Employers know that employee turnover is expensive—but they may not know quite how expensive.

HRDive reports that it can cost 33 percent of an employee’s salary to replace him once he’s bailed from the job. Someone making a median salary of $45,000 a year, in other words, will cost his former company $15,000 to find a replacement.

And those bosses have nobody to blame but themselves, according to the Work Institute’s 2017 Retention Report, which says that 75 percent of the causes of employee turnover are preventable.

HR Dive also cites a separate Willis Tower Watson survey that determined one out of every three hires will leave a job within two years; that puts the pressure on employers to get someone back into the position quickly and just eat the costs connected with the search.

The report highlights to the survey’s conclusion: “employers might want to focus on shaping the workplace to fit the best hires instead of selecting people that fit the workplace.”

One big driver of employee departures is dissatisfaction with career development. Increasingly, employers are using employee learning programs as a means of both keeping workers on the job and boosting the quality of their workforce.

Another reason people aren’t happy with the jobs they have are job responsibilities that just don’t meet expectations—once workers realize the job is never going to be what they want it to be, they look elsewhere.

To avoid that, employers need to do their best to depict jobs accurately in employment listings and the recruiting process, so that candidates aren’t given unrealistic expectations.

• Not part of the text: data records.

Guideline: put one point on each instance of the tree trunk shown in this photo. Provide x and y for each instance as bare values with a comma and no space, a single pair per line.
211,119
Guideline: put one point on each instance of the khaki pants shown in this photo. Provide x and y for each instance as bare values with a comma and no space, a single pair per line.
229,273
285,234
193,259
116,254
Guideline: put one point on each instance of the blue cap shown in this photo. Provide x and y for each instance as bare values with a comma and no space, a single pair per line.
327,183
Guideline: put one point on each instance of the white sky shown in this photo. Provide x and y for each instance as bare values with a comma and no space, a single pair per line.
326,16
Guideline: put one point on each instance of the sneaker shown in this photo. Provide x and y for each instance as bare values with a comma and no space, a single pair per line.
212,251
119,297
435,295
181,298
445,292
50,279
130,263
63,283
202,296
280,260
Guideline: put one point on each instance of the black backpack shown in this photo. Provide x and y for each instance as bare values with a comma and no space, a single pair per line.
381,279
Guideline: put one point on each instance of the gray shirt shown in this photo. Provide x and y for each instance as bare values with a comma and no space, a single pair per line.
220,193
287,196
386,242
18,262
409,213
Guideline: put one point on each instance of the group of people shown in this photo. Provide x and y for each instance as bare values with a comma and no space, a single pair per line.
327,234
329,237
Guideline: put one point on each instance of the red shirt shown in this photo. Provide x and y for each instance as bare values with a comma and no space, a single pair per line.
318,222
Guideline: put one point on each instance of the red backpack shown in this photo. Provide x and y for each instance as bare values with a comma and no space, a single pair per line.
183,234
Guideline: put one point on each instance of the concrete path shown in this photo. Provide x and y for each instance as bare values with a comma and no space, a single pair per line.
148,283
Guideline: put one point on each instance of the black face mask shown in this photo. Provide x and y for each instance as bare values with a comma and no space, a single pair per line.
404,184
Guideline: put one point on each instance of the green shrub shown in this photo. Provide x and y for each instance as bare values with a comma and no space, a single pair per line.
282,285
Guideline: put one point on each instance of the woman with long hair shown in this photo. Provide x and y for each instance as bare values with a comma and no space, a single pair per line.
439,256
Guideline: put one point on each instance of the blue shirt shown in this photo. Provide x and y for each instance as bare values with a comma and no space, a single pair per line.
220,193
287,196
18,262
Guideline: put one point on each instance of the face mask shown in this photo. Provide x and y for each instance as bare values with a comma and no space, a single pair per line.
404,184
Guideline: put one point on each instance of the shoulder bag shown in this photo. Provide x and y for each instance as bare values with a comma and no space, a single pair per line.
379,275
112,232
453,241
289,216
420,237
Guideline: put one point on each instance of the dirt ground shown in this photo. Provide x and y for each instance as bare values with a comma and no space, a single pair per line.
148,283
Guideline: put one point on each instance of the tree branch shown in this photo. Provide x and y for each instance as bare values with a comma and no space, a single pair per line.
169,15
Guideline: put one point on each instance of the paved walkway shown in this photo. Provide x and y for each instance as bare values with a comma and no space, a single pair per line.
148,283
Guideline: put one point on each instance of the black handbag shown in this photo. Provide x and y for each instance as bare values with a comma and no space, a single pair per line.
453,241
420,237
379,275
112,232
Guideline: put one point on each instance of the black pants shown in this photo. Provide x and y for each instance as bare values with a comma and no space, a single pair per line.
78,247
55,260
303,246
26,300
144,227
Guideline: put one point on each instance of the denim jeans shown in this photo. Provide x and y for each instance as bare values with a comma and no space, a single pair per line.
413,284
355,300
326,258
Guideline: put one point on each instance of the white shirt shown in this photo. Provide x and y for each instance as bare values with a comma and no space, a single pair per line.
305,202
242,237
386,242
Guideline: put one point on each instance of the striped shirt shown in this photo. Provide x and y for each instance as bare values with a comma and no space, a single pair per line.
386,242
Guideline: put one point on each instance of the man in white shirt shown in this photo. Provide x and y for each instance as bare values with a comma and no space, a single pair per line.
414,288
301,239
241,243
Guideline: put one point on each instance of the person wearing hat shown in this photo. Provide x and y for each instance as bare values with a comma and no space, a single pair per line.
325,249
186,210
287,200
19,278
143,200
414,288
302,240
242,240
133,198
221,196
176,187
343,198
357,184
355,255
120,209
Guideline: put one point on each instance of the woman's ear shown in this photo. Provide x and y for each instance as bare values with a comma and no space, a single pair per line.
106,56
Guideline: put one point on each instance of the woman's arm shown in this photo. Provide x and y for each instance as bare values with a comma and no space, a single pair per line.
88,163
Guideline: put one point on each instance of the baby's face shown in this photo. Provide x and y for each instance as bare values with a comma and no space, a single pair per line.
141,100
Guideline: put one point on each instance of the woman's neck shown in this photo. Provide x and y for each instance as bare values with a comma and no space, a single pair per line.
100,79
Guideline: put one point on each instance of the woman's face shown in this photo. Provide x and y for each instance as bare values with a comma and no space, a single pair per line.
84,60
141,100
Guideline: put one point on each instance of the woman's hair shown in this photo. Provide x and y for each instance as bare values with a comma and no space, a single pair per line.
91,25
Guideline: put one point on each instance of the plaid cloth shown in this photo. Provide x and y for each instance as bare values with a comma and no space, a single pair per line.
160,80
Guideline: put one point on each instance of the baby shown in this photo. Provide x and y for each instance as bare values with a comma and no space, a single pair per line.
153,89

Exit interviews can be helpful to find out exactly why employees leave, so that employers can address any shortcomings that don’t lie with the departing worker.

In exit interviews, according to the report, the top reasons given by respondents for leaving their jobs were career development (22 percent), work-life balance (12 percent), managers' behavior (11 percent), compensation and benefits (9 percent) and well-being (9 percent).

Another suggestion made by the report is to allow employees to create networks and make referrals. Doing so can create talent pipelines that can help cut down on recruiting and hiring time.